The old doctor in his underwear was losing his temper with her.
“Come on, missy, let’s get on with it, hock me a steamin’ chunk”, he whined, pulling on his flaccid bit of string. She glared at him angrily. The din in the room was almost deafening. Suddenly, a hand jerked open a satin curtain and in came El Diablo, legendary masked Mexican wrestler and rumored white slavery czar. He was dressed in all his wrestling finery: regulation wrestling boots, stretch pants, flaming red wrestling mask and flaming red cape to match. He angrily glared down at Veronica and kicked her, yelling, “Go to work! You cough up some disease or I cut your ears off like a burro, you little bitch!”
I whipped out my gun and pointed it across the room at the demonic wrestler.
“Get your fuckin’ hooves off her or I’ll blow your face off your head!” I yelled.
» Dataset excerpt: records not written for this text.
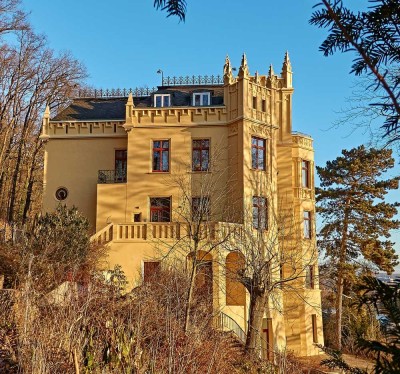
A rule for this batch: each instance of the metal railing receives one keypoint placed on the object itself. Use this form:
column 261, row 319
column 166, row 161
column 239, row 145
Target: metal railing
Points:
column 111, row 176
column 115, row 92
column 226, row 323
column 192, row 80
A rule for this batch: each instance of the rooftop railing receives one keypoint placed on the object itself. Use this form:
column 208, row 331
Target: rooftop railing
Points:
column 188, row 80
column 193, row 80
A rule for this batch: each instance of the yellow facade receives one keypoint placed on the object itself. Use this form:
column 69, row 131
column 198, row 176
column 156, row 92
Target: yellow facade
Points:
column 116, row 157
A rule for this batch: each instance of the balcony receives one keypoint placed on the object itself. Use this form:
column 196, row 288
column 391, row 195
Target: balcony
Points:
column 166, row 231
column 111, row 176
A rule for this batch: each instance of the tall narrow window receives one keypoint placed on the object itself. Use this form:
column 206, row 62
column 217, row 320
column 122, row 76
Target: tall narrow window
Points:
column 120, row 165
column 310, row 277
column 314, row 328
column 254, row 102
column 260, row 213
column 161, row 100
column 305, row 174
column 160, row 209
column 307, row 224
column 161, row 155
column 258, row 152
column 263, row 105
column 201, row 99
column 200, row 154
column 200, row 208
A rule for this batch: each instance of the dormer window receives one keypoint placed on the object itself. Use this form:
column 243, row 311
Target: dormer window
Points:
column 201, row 99
column 161, row 100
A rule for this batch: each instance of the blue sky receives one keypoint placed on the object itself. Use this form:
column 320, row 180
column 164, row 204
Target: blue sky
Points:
column 124, row 42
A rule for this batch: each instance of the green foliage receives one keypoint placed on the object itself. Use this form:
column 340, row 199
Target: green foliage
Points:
column 386, row 301
column 336, row 360
column 348, row 202
column 374, row 37
column 63, row 236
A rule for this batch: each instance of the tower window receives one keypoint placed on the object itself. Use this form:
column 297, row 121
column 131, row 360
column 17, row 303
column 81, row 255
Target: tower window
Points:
column 254, row 102
column 307, row 224
column 260, row 213
column 161, row 156
column 258, row 152
column 200, row 154
column 201, row 99
column 305, row 174
column 161, row 100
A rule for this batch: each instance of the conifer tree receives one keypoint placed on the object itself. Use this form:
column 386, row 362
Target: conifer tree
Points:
column 356, row 219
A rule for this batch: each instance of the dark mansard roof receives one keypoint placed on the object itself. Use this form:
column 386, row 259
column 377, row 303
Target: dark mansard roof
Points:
column 113, row 108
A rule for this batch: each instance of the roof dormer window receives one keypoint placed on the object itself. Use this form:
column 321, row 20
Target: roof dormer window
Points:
column 161, row 100
column 201, row 99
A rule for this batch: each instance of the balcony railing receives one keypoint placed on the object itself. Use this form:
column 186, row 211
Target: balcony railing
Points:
column 111, row 176
column 227, row 323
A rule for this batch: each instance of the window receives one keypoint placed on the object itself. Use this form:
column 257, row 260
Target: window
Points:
column 314, row 328
column 260, row 213
column 160, row 209
column 310, row 277
column 307, row 224
column 61, row 193
column 162, row 100
column 305, row 174
column 234, row 290
column 120, row 165
column 201, row 99
column 151, row 269
column 200, row 208
column 258, row 153
column 161, row 156
column 200, row 154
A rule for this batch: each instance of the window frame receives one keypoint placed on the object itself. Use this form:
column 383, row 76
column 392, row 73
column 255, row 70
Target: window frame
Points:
column 160, row 150
column 201, row 94
column 160, row 209
column 258, row 149
column 201, row 149
column 257, row 208
column 314, row 328
column 305, row 173
column 307, row 224
column 207, row 208
column 310, row 277
column 147, row 278
column 120, row 157
column 162, row 96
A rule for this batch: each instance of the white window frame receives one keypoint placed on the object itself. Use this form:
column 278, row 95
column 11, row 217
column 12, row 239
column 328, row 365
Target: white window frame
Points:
column 162, row 100
column 201, row 98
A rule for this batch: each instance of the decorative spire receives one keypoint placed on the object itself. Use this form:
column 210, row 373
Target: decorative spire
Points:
column 244, row 69
column 271, row 71
column 130, row 100
column 47, row 112
column 228, row 77
column 45, row 124
column 129, row 113
column 287, row 71
column 287, row 66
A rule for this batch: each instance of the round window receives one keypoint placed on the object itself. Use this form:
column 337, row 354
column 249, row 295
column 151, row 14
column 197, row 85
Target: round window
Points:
column 61, row 193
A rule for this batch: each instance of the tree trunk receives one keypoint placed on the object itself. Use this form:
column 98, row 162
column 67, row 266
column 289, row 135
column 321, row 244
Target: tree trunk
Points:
column 340, row 281
column 256, row 315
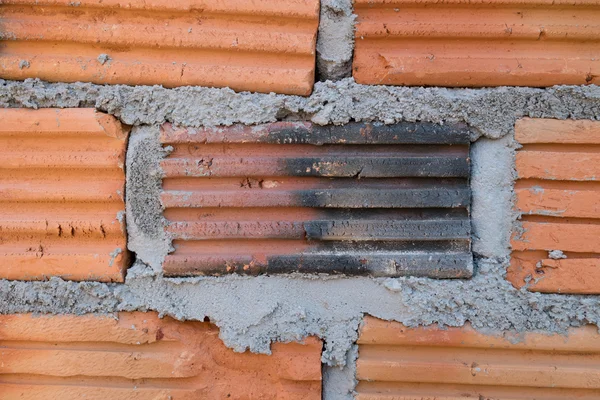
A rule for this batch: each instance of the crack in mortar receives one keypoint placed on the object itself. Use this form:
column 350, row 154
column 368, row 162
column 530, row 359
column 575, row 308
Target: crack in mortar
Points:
column 252, row 312
column 492, row 111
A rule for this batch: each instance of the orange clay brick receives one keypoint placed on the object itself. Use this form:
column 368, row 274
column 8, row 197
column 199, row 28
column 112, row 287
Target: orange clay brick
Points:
column 396, row 362
column 259, row 46
column 139, row 356
column 534, row 130
column 578, row 275
column 557, row 196
column 473, row 44
column 61, row 195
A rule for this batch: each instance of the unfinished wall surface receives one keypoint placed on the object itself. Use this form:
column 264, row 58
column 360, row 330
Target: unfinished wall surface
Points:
column 271, row 234
column 62, row 195
column 261, row 46
column 486, row 43
column 253, row 312
column 556, row 242
column 459, row 363
column 358, row 199
column 139, row 356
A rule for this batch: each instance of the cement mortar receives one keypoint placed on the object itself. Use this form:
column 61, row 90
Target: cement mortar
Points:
column 145, row 222
column 335, row 43
column 254, row 312
column 492, row 112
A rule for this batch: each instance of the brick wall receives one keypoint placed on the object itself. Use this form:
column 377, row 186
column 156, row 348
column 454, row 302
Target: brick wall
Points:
column 62, row 188
column 556, row 245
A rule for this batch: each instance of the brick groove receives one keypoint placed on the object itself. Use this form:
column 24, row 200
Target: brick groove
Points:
column 256, row 46
column 475, row 44
column 61, row 190
column 139, row 356
column 294, row 197
column 557, row 194
column 397, row 362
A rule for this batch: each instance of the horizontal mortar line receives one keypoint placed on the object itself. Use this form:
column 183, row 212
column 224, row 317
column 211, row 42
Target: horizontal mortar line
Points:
column 476, row 49
column 108, row 382
column 191, row 150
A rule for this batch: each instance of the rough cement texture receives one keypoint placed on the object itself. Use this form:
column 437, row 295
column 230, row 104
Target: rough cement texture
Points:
column 492, row 177
column 335, row 42
column 254, row 311
column 340, row 381
column 492, row 112
column 145, row 223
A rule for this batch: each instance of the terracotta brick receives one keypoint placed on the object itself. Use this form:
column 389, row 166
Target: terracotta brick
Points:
column 535, row 131
column 259, row 46
column 61, row 192
column 483, row 43
column 396, row 362
column 139, row 356
column 293, row 197
column 557, row 194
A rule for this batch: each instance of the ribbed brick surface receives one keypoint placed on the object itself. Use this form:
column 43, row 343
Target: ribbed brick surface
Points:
column 477, row 43
column 558, row 195
column 247, row 45
column 61, row 195
column 396, row 362
column 142, row 357
column 292, row 197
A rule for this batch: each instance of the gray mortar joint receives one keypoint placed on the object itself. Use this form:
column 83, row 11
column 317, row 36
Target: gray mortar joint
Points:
column 253, row 312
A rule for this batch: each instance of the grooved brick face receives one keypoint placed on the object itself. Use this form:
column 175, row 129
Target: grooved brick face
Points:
column 292, row 197
column 557, row 194
column 139, row 356
column 61, row 195
column 477, row 43
column 396, row 362
column 258, row 45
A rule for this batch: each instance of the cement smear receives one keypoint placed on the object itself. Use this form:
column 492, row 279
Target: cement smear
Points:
column 252, row 312
column 492, row 112
column 335, row 43
column 145, row 223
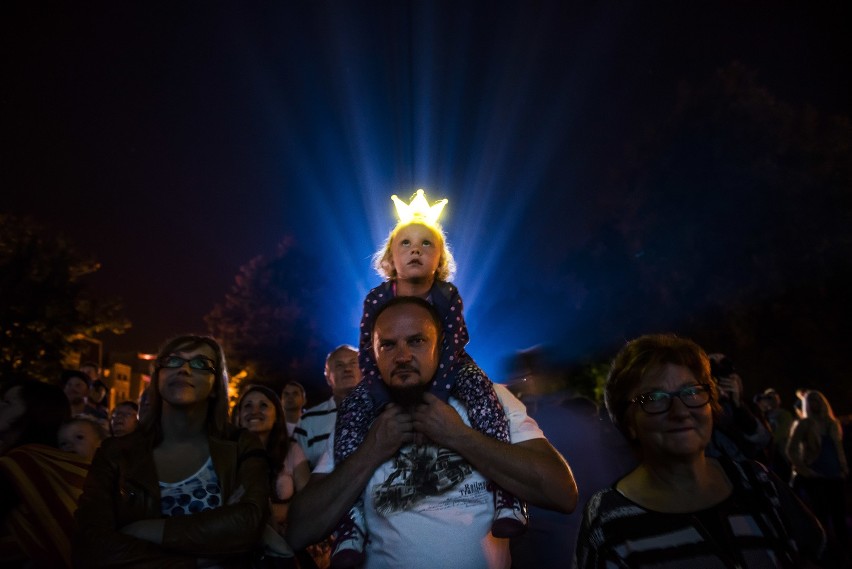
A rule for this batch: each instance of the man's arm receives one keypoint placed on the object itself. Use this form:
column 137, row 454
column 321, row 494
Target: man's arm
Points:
column 532, row 470
column 321, row 504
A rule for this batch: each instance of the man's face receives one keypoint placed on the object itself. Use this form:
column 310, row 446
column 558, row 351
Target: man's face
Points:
column 342, row 372
column 292, row 398
column 90, row 371
column 76, row 390
column 405, row 343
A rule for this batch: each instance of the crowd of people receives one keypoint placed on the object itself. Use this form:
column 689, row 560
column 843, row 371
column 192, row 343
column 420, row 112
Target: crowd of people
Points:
column 417, row 459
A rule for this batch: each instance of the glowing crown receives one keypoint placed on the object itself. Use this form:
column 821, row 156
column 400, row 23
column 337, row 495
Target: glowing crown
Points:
column 419, row 209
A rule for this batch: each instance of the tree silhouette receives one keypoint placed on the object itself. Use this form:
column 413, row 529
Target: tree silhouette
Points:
column 265, row 322
column 44, row 303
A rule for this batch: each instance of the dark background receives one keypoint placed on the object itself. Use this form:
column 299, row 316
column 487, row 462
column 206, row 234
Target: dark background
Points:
column 612, row 168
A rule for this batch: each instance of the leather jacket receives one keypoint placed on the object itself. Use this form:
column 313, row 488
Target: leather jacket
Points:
column 123, row 487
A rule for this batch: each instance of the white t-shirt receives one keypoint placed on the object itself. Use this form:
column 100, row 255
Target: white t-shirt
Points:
column 427, row 507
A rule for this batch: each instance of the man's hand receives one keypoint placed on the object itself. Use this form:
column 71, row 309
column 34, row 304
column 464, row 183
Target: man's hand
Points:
column 733, row 387
column 438, row 421
column 391, row 430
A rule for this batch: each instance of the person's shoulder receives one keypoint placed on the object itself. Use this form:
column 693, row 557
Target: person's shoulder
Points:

Everyone froze and stopped what they were doing. Girls screamed and the men scrambled for their clothes.
“How did you get past my guard?” El Diablo barked angrily. “Who the hell are you?”
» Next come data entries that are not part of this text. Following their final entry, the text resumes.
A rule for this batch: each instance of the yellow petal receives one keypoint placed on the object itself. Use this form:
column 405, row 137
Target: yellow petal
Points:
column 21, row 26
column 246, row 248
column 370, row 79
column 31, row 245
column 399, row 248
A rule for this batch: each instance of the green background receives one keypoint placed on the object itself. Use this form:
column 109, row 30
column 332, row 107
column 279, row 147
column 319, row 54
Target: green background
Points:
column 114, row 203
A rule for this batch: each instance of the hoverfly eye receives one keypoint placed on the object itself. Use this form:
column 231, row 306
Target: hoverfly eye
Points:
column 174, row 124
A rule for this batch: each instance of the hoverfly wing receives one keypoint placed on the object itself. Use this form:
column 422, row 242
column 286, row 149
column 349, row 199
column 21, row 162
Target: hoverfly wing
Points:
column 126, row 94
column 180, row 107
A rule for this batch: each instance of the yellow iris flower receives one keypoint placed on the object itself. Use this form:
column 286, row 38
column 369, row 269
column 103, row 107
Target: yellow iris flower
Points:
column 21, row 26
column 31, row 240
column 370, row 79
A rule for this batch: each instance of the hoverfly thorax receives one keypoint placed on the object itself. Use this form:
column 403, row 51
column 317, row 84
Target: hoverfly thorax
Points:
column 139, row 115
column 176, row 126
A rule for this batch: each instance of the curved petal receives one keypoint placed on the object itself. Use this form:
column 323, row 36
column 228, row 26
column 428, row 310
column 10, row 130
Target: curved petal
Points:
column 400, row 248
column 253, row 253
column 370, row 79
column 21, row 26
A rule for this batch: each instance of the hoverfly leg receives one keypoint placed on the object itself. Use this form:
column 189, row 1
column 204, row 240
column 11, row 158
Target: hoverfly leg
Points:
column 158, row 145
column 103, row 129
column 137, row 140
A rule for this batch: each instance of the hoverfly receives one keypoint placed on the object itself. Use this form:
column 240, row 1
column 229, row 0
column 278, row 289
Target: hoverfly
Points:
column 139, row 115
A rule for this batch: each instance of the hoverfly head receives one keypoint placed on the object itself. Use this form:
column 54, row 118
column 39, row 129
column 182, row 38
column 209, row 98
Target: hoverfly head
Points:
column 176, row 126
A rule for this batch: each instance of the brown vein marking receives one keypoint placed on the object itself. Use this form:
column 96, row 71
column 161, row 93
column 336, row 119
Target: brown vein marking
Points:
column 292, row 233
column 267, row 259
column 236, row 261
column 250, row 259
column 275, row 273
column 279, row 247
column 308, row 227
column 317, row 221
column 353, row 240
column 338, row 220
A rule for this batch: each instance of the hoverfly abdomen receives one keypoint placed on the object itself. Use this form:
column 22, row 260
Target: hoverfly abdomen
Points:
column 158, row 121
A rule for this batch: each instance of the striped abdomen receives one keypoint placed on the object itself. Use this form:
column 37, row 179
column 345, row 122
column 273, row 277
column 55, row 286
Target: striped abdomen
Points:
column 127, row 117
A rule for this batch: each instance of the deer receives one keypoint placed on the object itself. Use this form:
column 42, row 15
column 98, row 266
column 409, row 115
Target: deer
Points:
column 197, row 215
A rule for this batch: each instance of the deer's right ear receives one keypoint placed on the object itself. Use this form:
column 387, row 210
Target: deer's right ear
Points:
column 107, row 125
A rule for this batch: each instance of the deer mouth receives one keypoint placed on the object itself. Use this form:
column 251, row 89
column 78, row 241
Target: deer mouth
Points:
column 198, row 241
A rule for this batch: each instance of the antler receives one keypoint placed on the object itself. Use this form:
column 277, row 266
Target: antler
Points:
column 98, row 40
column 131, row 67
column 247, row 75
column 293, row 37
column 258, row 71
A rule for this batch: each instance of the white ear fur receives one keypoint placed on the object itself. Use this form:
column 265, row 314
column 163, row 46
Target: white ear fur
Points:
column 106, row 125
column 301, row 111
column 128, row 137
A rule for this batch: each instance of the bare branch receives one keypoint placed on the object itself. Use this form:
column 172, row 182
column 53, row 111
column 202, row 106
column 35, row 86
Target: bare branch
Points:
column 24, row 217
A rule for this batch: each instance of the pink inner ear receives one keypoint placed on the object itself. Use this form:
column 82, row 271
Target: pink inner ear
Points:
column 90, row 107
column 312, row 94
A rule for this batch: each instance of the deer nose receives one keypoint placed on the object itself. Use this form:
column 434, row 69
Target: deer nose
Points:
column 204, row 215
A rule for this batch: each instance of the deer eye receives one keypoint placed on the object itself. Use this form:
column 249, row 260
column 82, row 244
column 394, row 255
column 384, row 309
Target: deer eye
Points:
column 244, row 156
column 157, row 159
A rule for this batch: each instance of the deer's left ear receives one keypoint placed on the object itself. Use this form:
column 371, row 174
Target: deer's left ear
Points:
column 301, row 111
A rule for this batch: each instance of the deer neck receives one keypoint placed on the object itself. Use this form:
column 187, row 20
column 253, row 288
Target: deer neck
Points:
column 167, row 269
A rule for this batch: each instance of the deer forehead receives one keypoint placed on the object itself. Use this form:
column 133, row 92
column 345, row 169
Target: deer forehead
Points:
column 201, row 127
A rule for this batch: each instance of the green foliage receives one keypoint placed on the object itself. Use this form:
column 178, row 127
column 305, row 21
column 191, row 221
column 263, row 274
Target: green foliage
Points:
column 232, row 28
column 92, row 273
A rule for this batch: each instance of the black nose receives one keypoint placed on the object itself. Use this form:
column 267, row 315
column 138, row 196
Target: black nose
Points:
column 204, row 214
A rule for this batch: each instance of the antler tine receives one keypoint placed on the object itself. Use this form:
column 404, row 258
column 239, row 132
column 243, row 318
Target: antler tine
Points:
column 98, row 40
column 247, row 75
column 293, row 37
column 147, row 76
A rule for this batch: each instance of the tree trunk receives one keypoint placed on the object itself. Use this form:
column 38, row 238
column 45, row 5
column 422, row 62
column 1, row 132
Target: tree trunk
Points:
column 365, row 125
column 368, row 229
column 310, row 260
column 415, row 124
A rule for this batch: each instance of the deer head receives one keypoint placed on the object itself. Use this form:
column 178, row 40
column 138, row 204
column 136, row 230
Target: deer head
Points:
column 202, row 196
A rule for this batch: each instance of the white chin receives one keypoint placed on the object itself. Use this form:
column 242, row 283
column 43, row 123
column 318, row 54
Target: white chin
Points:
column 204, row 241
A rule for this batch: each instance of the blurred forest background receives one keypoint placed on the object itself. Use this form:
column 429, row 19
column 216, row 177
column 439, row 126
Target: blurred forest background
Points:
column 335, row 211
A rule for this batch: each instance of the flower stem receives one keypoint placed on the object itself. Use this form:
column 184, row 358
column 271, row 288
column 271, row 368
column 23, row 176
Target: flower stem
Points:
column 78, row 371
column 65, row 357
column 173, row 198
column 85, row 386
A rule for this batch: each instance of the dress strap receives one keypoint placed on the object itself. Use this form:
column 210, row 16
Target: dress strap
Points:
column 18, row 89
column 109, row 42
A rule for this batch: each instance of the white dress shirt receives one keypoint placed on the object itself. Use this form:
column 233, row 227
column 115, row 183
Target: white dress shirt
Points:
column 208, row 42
“I’m the guy who’s going to burn your little playhouse down, asshole!” Some of the old men ran out of the house. “Come on, Veronica, we’re getting out of here!” She ran over to me.
Under the mask was a spiteful sneer. “You will not get out of here alive, young man. I will have your gun taken away from you, and after that...” I felt two barrels of a shotgun poking into the small of my back. The house guard had his rifle stuck behind me, “...I will tear you apart with my bare hands!”
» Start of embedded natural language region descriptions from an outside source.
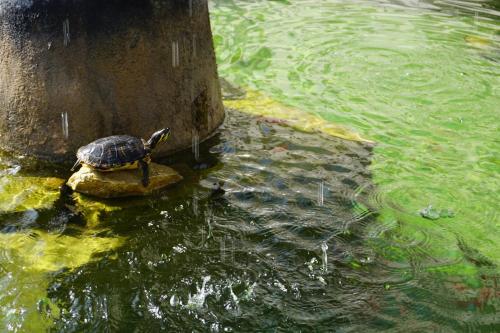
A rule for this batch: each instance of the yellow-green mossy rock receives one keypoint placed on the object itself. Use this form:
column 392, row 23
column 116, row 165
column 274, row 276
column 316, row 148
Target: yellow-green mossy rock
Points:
column 123, row 183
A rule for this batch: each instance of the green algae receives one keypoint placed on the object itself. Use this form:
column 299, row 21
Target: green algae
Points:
column 21, row 193
column 259, row 104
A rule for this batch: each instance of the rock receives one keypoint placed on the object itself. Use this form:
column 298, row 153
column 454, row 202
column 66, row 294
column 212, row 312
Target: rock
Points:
column 123, row 183
column 21, row 193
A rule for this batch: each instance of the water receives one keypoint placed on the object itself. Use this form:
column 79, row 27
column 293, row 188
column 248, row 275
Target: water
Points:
column 310, row 232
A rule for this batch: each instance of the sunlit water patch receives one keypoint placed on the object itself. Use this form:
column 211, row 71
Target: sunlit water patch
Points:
column 278, row 225
column 422, row 79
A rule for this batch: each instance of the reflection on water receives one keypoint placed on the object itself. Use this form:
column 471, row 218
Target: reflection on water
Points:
column 421, row 78
column 275, row 227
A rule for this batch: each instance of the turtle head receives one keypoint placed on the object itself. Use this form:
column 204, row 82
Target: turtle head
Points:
column 157, row 137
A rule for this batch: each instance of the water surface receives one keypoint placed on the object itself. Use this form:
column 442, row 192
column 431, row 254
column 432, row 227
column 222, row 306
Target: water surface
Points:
column 312, row 233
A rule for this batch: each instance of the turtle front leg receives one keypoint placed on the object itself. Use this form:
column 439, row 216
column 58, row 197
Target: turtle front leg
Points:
column 145, row 173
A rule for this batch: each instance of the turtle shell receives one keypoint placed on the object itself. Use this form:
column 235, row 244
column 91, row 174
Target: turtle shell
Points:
column 112, row 151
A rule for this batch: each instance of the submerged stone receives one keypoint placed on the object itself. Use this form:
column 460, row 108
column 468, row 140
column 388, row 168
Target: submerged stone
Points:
column 122, row 183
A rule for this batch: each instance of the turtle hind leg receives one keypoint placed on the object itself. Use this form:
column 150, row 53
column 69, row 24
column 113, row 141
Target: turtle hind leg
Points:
column 78, row 161
column 145, row 173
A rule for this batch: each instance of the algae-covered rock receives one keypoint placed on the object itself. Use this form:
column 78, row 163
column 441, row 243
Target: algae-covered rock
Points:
column 122, row 183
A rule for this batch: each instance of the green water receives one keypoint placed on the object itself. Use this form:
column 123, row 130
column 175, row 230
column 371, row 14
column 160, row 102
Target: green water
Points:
column 312, row 233
column 421, row 79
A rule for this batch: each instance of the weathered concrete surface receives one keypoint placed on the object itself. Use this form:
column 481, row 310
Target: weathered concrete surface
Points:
column 104, row 68
column 123, row 183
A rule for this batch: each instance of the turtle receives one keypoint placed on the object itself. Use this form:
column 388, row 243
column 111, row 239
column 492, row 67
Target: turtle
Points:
column 121, row 152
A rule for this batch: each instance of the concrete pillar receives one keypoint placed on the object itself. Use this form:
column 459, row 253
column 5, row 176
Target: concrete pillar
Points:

I dropped my pistol. I was fucked. El Diablo slowly charged towards me with a sick, hateful grin on his face, a flaming apparition floating closer and closer amid the leopard skins and satins and leathers to seal my destiny. I felt Veronica’s nails digging deeper and deeper into my arm.
There was a low, grumbling sound in the room. I must have been terrified because I could feel my body trembling, or was it Veronica? Was it Veronica trembling? Something was shaking. Was it me?? Was it her?? Why was the room shifting and twisting, coiling and unwinding? A voice screamed behind me in terror.
“!TERREMOTO!” The gunman cried as the girls raced towards the back door. “!TERREMOTO!”
Earthquake! Walls cracked open, powdery stucco ceilings dropped in cracks, chairs fell down over lamps over tables. The gunman dropped his rifle and sped out the front door. El Diablo, unperturbed, rushed towards me. I pivoted to pick up the rifle and spun around to crack him upside his head with the butt of the rifle. I could feel the whole floor hopping up and down as I beat him over the head with the rifle.




“Vanamos! This whole house is gonna tear up!” Veronica cried. El Diablo grabbed ahold of my ankle and held it until I kicked him hard in the face.
We ran out of the house as it caved in. We ran and we ran until Veronica tripped over a plot that opened like a chasm. She looked down and screamed, for under her in the small chasm was a skeleton with a turban on its skull, old ropes holding skeletal hands together, old ropes holding skeletal feet together. Sister Clara McGuffin. We continued to run towards the car. We peeled down the hill and it was the shakiest ride we’ve ever been on. Everything we drove away from crumbled down to shit. But we were back together amidst the decay.